A Fiery Nimbus

50 albums (nearly), and I’m gradually learning about each one. This thought, in the long interval before I consider each album in turn, Why does Jandek not credit his collaborators on his albums? In the case of ‘Nancy’, ‘Richard’ and ‘Mike’, perhaps it is clear: the first and second were neighbours of his, he says somewhere. Does he know their real names?, he’s asked in a telephone interview. Long pause. He won’t say. Mike’s name we know because he’s asked by the singer to take a solo on one of the albums. And there are other collaborators in the period before which Jandek played live, none of them credited.

And then, playing with Richard Youngs and others?
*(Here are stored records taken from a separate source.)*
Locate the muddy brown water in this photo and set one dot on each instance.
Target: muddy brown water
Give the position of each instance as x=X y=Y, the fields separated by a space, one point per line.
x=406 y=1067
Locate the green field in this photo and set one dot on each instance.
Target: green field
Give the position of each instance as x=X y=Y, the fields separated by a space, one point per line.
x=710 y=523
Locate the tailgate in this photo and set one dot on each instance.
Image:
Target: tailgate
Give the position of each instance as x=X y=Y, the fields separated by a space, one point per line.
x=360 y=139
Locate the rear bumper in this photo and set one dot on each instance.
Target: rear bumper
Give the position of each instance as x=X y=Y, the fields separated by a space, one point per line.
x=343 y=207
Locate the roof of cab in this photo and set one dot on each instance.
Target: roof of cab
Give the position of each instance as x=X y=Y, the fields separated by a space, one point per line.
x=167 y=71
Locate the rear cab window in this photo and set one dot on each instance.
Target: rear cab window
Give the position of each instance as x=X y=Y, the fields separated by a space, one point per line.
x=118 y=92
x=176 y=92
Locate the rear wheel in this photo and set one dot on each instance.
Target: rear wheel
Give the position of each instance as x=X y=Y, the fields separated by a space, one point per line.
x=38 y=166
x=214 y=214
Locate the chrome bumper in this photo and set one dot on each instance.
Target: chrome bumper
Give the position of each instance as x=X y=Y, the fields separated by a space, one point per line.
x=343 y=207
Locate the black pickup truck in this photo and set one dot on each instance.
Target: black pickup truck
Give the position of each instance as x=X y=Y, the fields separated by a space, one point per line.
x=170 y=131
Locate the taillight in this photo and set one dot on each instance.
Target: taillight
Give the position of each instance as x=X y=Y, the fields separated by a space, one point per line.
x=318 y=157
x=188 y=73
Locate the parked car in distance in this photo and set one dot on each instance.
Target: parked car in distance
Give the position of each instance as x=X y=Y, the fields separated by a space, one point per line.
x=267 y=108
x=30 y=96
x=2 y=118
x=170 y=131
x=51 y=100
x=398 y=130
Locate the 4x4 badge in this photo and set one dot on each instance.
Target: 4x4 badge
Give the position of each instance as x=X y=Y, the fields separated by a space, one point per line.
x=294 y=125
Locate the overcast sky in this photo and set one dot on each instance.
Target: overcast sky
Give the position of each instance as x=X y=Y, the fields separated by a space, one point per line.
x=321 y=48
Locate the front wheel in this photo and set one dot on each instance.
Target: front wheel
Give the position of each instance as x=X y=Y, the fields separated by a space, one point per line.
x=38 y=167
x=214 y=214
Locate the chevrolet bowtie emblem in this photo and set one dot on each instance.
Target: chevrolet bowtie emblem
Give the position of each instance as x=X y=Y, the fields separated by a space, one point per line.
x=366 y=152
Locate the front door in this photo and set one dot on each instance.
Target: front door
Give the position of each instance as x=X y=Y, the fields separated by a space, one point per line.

With musicians so sensitively and wonderfully attuned to what it is Jandek is about? He doesn’t credit them, either, and here’s the reason: because Jandek is not the name of a man but a group. Jandek is like a crown that hovers above anyone who plays with the Representative from Corwood. A crown, a fiery nimbus. Why, then, does the Representative, cornered as Sterling Smith by a journalist, claim Jandek does not need him?

Very enigmatic. Because Jandek comes into being only when he plays. Because Jandek is the name of the aurora borealis as it burns over his playing. We are Jandek: that’s what he says by not crediting his collaborators. We are all collaborators, and you are Jandek, too. And how would the Representative credit himself if he were to credit everyone on his record sleeves? It would be to cut Jandek into pieces. To betray Jandek by delineating its parts. The whole is always greater. Even when it is the Rep playing as Jandek, Jandek is still greater. I think in some way, Jandek is close to God. Or at least that Jandek is closer to God than the Rep.

50 albums (pretty much; the 50th’s coming out this month); I’m getting to know them, one by one. Listening to them, thinking about them. Nothing else matters to me, really. So much to write about! And the sense that by writing on Jandek, with him, I’ll break into a new country.